Congenital protein C deficiency and venous thromboembolism. A study of three Dutch families.


Protein C is the zymogen of a vitamin K-dependent serine protease involved in blood coagulation. In the absence of protein C the inactivation of activated factors V and VIIIC is impaired, and the fibrinolytic capacity of the circulating blood is reduced. These conditions promote excessive fibrin formation and thus constitute a risk factor for thrombosis. Using an immunologic assay for protein C, we identified 18 patients (11 male and 7 female) in three unrelated Dutch families as fulfilling the criteria for an isolated protein C deficiency.

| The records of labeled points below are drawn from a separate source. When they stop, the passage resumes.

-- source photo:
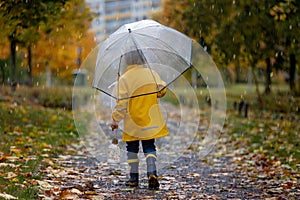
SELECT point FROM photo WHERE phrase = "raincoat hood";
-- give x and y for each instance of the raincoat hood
(142, 115)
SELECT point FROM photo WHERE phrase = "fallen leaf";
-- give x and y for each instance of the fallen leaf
(7, 196)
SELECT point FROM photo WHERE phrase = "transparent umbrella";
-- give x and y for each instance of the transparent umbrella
(165, 52)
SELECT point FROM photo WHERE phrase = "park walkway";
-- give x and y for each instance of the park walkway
(223, 174)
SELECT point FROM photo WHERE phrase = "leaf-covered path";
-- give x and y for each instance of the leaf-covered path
(229, 172)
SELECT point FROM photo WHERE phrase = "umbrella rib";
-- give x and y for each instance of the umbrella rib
(146, 63)
(165, 44)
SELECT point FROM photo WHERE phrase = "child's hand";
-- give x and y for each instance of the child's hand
(114, 125)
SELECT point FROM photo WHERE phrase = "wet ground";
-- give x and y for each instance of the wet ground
(223, 174)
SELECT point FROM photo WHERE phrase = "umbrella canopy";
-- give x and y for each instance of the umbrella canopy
(160, 51)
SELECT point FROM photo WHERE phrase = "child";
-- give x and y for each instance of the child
(142, 115)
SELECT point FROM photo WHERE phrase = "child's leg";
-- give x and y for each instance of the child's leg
(133, 161)
(150, 153)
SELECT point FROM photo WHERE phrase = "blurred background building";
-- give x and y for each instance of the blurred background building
(111, 14)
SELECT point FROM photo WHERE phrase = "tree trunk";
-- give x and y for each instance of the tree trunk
(259, 99)
(2, 64)
(29, 70)
(237, 71)
(13, 44)
(268, 76)
(292, 72)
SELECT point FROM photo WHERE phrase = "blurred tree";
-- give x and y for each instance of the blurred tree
(57, 50)
(20, 22)
(286, 15)
(27, 22)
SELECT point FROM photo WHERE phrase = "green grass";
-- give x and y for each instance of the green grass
(29, 135)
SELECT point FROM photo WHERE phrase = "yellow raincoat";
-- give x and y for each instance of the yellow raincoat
(142, 115)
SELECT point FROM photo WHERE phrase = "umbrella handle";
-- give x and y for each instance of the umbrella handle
(115, 139)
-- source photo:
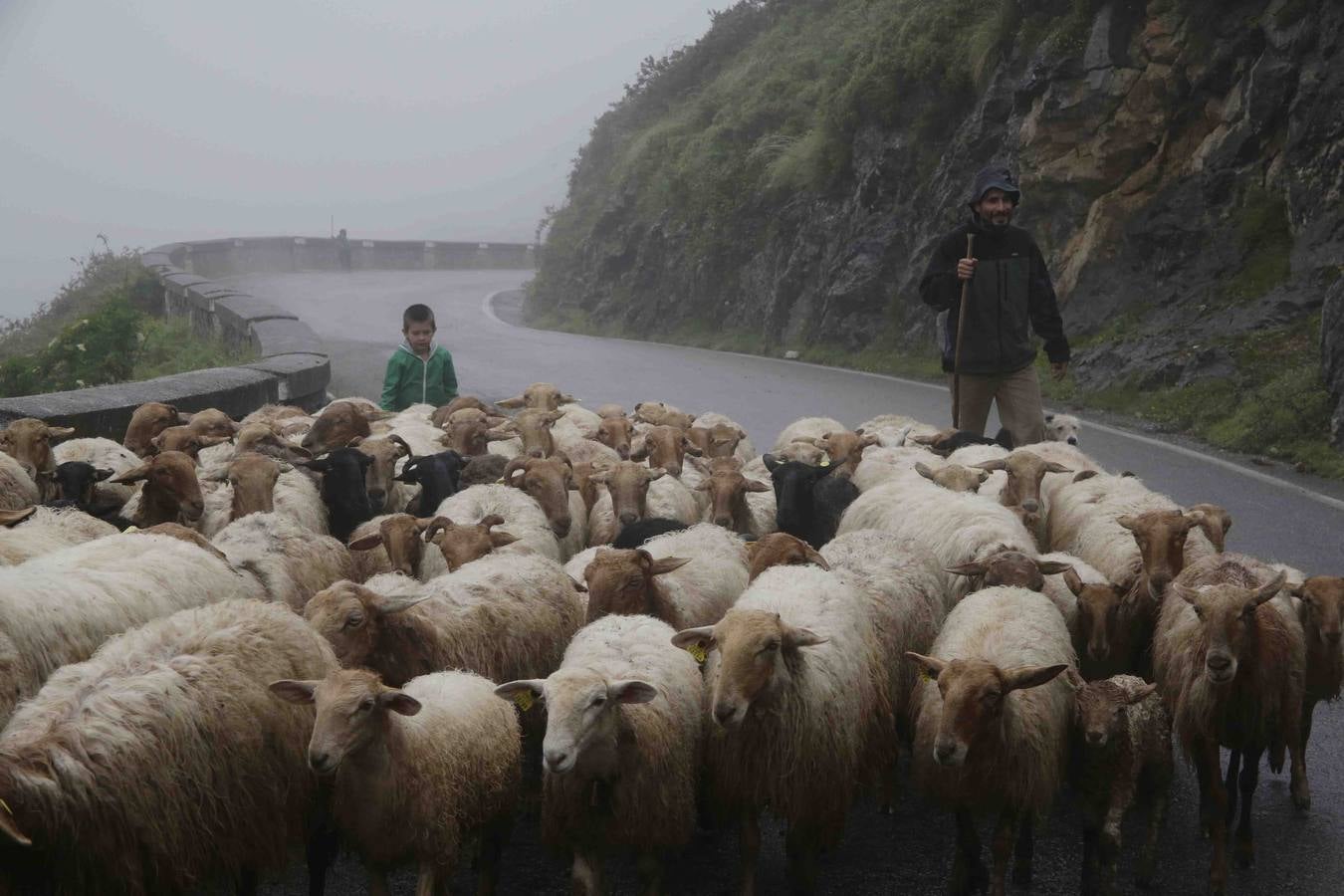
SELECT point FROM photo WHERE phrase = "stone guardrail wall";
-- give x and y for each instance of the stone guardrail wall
(293, 367)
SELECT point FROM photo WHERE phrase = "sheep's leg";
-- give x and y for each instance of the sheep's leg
(1205, 751)
(968, 872)
(1006, 834)
(749, 833)
(1244, 853)
(1023, 853)
(799, 845)
(649, 866)
(1233, 762)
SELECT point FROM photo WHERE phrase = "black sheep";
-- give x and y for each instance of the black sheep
(809, 501)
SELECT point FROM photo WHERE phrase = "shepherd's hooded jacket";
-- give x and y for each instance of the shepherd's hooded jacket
(1010, 289)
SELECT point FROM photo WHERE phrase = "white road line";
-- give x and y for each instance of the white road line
(1335, 504)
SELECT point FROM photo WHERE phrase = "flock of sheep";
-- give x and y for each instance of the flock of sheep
(221, 641)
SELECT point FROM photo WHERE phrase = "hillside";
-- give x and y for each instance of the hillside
(779, 184)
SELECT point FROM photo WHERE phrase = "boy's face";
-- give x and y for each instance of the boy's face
(419, 335)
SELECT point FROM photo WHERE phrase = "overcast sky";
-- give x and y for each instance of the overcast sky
(158, 119)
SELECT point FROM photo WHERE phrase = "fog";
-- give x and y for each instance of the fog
(156, 119)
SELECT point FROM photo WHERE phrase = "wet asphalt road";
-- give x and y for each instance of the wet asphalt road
(1297, 522)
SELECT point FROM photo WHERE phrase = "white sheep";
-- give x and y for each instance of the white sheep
(795, 681)
(291, 561)
(686, 577)
(50, 530)
(952, 527)
(61, 607)
(523, 518)
(504, 617)
(163, 765)
(992, 724)
(622, 746)
(415, 772)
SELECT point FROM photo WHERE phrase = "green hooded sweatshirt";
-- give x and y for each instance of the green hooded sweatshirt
(410, 380)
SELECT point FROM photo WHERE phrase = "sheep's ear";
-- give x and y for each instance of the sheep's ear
(667, 564)
(399, 702)
(1021, 677)
(365, 543)
(632, 691)
(511, 689)
(398, 603)
(929, 664)
(293, 691)
(133, 476)
(1267, 590)
(798, 637)
(1143, 692)
(10, 827)
(687, 638)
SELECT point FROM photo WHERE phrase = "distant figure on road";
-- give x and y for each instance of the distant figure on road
(1009, 288)
(342, 249)
(418, 372)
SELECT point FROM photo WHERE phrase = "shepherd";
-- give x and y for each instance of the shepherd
(992, 281)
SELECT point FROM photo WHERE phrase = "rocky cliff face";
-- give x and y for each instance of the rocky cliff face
(1182, 162)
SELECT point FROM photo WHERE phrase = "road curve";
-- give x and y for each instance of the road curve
(1294, 522)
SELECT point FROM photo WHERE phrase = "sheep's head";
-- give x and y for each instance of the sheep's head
(1228, 612)
(621, 581)
(460, 545)
(148, 421)
(1099, 706)
(1098, 612)
(549, 483)
(953, 477)
(1162, 545)
(352, 707)
(582, 716)
(1323, 607)
(757, 650)
(29, 441)
(349, 617)
(974, 695)
(399, 535)
(782, 549)
(628, 484)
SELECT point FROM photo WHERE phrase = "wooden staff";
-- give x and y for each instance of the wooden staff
(961, 332)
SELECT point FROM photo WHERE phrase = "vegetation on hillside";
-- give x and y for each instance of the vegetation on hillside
(100, 330)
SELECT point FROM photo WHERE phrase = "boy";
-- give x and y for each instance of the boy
(418, 372)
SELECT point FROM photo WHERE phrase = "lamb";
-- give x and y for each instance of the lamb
(621, 749)
(809, 501)
(686, 577)
(992, 720)
(60, 607)
(49, 530)
(291, 561)
(522, 516)
(415, 772)
(163, 765)
(795, 681)
(1320, 611)
(503, 617)
(18, 489)
(1122, 747)
(633, 493)
(1230, 664)
(953, 528)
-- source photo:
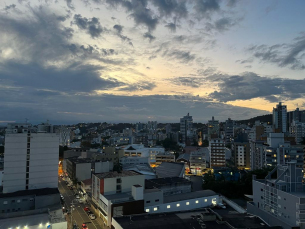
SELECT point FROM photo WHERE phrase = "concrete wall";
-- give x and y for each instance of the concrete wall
(268, 218)
(47, 200)
(43, 161)
(184, 205)
(151, 197)
(126, 183)
(83, 171)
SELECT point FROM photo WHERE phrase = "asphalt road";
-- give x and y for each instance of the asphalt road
(78, 214)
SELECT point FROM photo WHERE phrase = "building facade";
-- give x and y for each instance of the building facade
(31, 159)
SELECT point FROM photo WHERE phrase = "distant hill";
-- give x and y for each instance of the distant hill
(263, 118)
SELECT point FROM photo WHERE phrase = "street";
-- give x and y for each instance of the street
(79, 216)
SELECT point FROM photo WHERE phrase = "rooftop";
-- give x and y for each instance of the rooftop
(170, 169)
(188, 196)
(167, 181)
(35, 192)
(124, 173)
(182, 220)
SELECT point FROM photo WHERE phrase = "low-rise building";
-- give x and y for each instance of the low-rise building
(118, 194)
(280, 201)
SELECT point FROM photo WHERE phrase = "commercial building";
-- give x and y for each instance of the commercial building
(217, 153)
(139, 150)
(241, 148)
(79, 169)
(164, 157)
(169, 185)
(197, 162)
(31, 159)
(155, 202)
(280, 201)
(118, 194)
(170, 169)
(279, 118)
(186, 126)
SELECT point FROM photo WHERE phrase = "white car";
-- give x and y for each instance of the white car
(221, 205)
(92, 216)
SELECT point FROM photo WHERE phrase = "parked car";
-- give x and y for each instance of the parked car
(89, 212)
(92, 216)
(221, 205)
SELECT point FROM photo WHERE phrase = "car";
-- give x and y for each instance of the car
(92, 216)
(89, 212)
(221, 205)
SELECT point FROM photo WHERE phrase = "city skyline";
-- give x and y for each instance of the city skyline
(100, 60)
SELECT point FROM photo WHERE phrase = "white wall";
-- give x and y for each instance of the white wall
(192, 204)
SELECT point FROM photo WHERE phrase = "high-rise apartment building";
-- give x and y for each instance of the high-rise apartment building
(213, 128)
(279, 118)
(229, 130)
(186, 126)
(31, 158)
(217, 153)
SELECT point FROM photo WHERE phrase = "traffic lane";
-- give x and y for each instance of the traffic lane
(78, 214)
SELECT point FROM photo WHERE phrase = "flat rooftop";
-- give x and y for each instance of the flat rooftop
(124, 173)
(33, 192)
(188, 196)
(166, 221)
(166, 181)
(30, 221)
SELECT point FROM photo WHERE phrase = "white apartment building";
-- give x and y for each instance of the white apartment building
(64, 136)
(31, 159)
(186, 125)
(297, 130)
(217, 153)
(279, 117)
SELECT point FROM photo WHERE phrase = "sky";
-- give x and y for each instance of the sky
(71, 61)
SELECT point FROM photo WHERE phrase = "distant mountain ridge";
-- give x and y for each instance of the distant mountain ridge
(263, 118)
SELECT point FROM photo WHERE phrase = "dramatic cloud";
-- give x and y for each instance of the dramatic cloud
(251, 85)
(181, 56)
(91, 26)
(193, 82)
(284, 55)
(149, 37)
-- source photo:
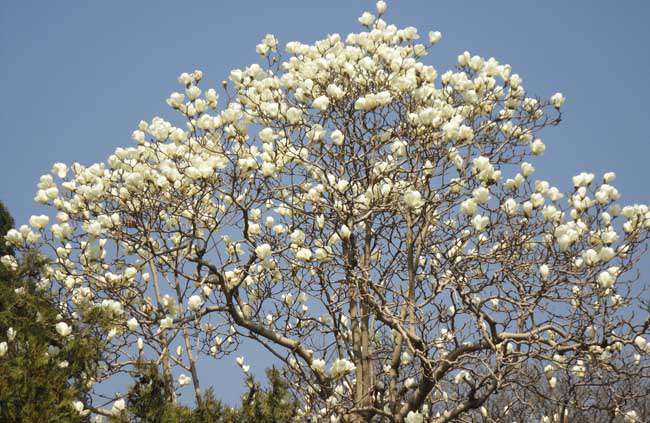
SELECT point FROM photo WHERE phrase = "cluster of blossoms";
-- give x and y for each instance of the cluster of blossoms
(373, 223)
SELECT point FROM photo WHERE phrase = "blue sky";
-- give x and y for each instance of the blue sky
(76, 77)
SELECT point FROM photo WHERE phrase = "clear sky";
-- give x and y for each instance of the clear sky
(76, 77)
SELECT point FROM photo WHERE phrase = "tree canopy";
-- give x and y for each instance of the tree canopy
(373, 223)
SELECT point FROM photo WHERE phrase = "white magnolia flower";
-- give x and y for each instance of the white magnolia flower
(63, 329)
(184, 380)
(263, 251)
(79, 407)
(413, 199)
(132, 324)
(557, 100)
(321, 103)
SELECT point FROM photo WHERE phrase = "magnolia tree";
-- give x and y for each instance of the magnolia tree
(373, 224)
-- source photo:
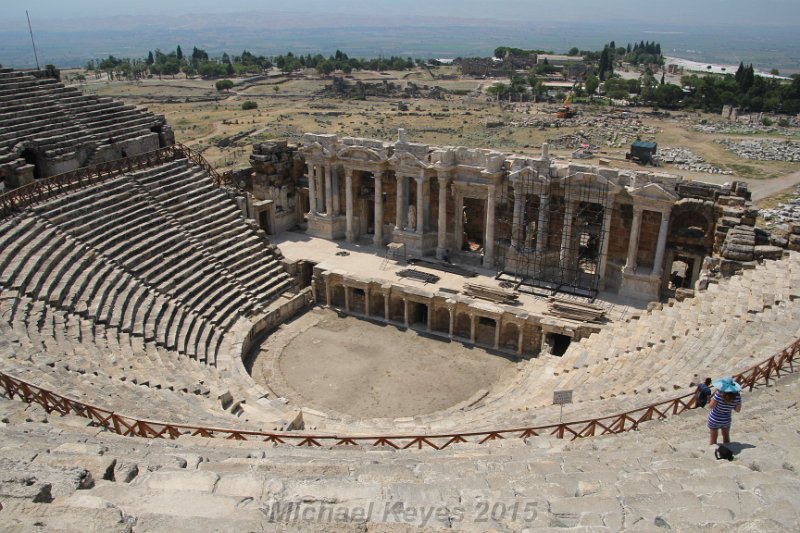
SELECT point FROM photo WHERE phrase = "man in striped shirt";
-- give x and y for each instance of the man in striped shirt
(726, 400)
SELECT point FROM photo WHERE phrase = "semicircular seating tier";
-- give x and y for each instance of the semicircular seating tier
(55, 470)
(47, 128)
(136, 294)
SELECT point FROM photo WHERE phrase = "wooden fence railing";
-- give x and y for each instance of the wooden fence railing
(42, 189)
(782, 362)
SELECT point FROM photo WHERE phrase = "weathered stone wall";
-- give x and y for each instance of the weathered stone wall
(276, 173)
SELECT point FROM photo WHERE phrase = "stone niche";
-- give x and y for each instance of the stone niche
(276, 171)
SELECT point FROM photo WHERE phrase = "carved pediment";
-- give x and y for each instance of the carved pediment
(653, 192)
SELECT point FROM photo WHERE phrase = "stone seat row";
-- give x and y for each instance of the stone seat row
(210, 217)
(652, 369)
(768, 288)
(85, 346)
(107, 295)
(162, 252)
(661, 476)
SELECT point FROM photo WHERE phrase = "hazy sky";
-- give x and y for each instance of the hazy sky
(694, 12)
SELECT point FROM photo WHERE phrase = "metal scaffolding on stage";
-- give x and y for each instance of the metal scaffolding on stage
(540, 253)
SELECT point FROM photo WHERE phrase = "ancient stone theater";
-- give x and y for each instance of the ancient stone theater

In 12 patients who were not receiving oral anticoagulant treatment the mean protein C antigen concentration was 0.48 +/- 0.09 U per milliliter (+/- S.D.), and in 6 patients who were receiving adjusted doses of oral anticoagulants and had stable anticoagulation, the mean value was 0.17 +/- 0.05 U per milliliter. (The value in healthy subjects is 0.98 +/- 0.19 U per milliliter.) Fourteen of the 18 patients had a history of venous thromboembolism, with superficial thrombophlebitis as the hallmark of this condition (in 13 patients). These data are consistent with an autosomal dominant trait with variable expressivity.